Your analysis sounds fine to me, except for this part of the original report: [...] Consequences: A malicious legitimate client can enforce a ciphersuite not supported by the server to be used for a session between the client and the server. [...] If you can change to another cipher supported by both the server and client, there's no issue. But if you can change to a cipher which is in the supported_by_client list but not in the supported_by_server list, that would be a concern. Should this be CLOSED - WONTFIX (or NOTABUG), rather than CLOSED - NEXTRELEASE?
Apologies - I did not mean to change this to NOTABUG (and didn't realise I could).
Well as I think Netscape clients which require setting this SSL_OP are no longer generally used it should be OK to remove this from SSL_OP_ALL for the next RHEL release.
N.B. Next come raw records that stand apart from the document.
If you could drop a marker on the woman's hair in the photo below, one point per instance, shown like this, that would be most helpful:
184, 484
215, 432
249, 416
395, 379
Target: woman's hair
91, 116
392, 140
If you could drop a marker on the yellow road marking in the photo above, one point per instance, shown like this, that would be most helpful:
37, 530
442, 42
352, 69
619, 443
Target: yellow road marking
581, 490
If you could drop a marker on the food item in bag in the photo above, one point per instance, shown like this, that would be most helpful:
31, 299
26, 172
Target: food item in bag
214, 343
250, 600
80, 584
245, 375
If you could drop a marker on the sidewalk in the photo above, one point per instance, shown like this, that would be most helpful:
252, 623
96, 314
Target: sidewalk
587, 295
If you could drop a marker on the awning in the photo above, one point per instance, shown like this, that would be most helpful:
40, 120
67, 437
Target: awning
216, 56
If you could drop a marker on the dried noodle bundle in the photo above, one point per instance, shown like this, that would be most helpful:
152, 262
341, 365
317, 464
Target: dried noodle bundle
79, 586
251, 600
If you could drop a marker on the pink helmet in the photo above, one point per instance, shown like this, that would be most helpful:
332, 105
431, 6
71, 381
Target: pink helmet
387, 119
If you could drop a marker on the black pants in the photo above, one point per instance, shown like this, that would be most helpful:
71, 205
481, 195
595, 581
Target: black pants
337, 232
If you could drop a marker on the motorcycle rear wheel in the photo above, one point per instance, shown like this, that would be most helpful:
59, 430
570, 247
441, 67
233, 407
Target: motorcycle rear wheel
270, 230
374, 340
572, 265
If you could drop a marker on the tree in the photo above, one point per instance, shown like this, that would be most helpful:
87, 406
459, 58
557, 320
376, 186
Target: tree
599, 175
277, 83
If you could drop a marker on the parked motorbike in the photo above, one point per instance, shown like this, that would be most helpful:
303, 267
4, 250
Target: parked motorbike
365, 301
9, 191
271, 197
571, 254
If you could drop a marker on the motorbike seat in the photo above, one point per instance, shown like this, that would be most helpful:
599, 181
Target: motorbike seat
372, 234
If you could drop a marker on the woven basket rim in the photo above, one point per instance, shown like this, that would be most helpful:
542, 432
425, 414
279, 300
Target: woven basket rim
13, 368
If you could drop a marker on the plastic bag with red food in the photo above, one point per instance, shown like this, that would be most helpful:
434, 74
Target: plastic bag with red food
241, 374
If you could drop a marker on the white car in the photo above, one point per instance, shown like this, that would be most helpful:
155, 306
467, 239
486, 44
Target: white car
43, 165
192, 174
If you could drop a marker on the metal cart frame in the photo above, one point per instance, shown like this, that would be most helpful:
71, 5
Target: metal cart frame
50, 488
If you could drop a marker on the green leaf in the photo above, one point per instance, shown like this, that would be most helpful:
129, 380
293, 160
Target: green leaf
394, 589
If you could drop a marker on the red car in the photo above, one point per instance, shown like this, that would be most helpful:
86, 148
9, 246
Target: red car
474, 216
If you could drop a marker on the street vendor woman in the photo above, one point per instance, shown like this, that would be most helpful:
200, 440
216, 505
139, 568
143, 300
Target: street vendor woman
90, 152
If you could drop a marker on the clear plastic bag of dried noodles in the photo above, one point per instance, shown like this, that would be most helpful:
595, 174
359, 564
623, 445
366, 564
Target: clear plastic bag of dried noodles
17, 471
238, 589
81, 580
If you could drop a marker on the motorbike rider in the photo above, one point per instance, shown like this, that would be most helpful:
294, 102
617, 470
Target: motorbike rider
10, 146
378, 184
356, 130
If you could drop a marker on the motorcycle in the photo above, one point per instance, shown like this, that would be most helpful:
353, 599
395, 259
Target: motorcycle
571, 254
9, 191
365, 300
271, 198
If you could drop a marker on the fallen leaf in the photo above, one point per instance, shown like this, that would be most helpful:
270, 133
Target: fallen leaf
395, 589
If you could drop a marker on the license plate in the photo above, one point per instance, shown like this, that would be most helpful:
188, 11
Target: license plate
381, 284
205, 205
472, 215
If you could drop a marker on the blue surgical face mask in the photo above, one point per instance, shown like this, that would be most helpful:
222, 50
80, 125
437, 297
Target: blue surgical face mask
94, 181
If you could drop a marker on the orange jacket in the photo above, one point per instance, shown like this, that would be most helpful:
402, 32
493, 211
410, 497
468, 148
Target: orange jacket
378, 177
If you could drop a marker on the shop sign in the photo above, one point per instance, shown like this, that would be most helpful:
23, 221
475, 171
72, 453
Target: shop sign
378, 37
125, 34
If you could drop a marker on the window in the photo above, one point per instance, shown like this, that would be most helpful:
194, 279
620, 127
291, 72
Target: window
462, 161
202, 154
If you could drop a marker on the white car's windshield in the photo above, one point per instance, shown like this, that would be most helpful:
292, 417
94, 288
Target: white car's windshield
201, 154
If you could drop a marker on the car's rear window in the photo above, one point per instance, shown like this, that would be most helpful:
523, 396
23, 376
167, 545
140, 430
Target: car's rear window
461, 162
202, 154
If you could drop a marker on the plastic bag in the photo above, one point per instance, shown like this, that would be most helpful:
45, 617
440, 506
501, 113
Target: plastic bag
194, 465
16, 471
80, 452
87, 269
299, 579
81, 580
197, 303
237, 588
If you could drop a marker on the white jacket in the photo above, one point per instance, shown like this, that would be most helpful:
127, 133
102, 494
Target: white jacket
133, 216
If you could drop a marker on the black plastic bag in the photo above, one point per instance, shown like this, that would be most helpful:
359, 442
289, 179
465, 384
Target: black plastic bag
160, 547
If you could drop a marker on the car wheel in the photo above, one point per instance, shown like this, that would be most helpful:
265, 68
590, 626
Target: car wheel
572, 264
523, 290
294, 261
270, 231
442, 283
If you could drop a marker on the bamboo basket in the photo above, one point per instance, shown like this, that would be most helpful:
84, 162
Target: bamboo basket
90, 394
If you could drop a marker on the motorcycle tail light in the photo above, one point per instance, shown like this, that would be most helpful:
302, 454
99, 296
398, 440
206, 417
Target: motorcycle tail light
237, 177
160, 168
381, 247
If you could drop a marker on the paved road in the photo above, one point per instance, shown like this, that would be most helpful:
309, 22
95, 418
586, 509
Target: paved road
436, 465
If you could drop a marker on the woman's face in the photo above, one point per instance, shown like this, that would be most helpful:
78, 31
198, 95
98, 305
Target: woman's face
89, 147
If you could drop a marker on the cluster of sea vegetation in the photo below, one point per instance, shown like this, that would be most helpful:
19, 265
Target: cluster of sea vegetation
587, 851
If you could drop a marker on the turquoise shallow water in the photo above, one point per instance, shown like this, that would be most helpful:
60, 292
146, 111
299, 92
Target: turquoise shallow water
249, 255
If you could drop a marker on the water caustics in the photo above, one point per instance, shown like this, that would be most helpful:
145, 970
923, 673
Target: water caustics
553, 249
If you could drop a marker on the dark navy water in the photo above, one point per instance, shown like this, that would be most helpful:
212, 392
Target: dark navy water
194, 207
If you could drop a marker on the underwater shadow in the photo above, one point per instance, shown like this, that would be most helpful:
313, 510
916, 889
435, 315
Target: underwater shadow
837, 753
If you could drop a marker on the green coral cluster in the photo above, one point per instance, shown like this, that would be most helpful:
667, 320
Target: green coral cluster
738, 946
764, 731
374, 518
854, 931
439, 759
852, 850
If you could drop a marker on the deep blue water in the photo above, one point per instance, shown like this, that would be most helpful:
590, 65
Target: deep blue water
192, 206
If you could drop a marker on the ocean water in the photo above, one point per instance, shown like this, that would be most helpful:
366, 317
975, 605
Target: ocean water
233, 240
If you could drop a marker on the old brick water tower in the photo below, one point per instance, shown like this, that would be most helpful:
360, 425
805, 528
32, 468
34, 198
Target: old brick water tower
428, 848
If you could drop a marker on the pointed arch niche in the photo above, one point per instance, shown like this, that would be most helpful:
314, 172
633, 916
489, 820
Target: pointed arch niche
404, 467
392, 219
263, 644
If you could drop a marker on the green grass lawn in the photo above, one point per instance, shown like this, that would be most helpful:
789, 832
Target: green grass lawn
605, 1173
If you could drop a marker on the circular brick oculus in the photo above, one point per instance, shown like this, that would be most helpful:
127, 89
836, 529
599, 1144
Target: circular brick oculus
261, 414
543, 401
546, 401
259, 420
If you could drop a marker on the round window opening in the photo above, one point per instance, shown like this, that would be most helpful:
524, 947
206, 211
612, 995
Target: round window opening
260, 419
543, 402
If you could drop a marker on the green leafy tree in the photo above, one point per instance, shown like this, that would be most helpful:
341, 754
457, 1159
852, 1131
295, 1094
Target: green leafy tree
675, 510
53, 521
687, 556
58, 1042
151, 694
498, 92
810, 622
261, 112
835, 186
However it is not worth fixing (could theoretically break existing working configurations) for current RHEL releases.
OK - just clarifying that your intention is to fix at some stage in the future. We'll decide whether we want to patch ahead of you. Thanks everyone for the quick turnaround.
This bug still appears to be open and it is affecting our Qualys scans. Is there any intention to fix this?
Sorry - my mistake. Please ignore comment #10 in respect to comment #5. If we were to roll our own RPM to fix this, do you foresee any issues or unwanted side effects?
You would break compatibility with very old broken Netscape clients but I don't think they are generally used anymore.
I see that this is addressed in RHEL5: openssl-0.9.8b/include/openssl/ssl.h:#define SSL_OP_ALL 0x00000FF7L /* without SSL_OP_NETSCAPE_REUSE_CIPHER_CHANGE_BUG */ ... * Thu Dec 15 2005 Tomas Mraz <tmraz> 0.9.8a-5 - don't include SSL_OP_NETSCAPE_REUSE_CIPHER_CHANGE_BUG in SSL_OP_ALL (#175779) ...
> The primary objectives of update releases are to enable new hardware > platform support and to resolve critical defects. Is not a possible attack on SSL encryption a 'critical defect'?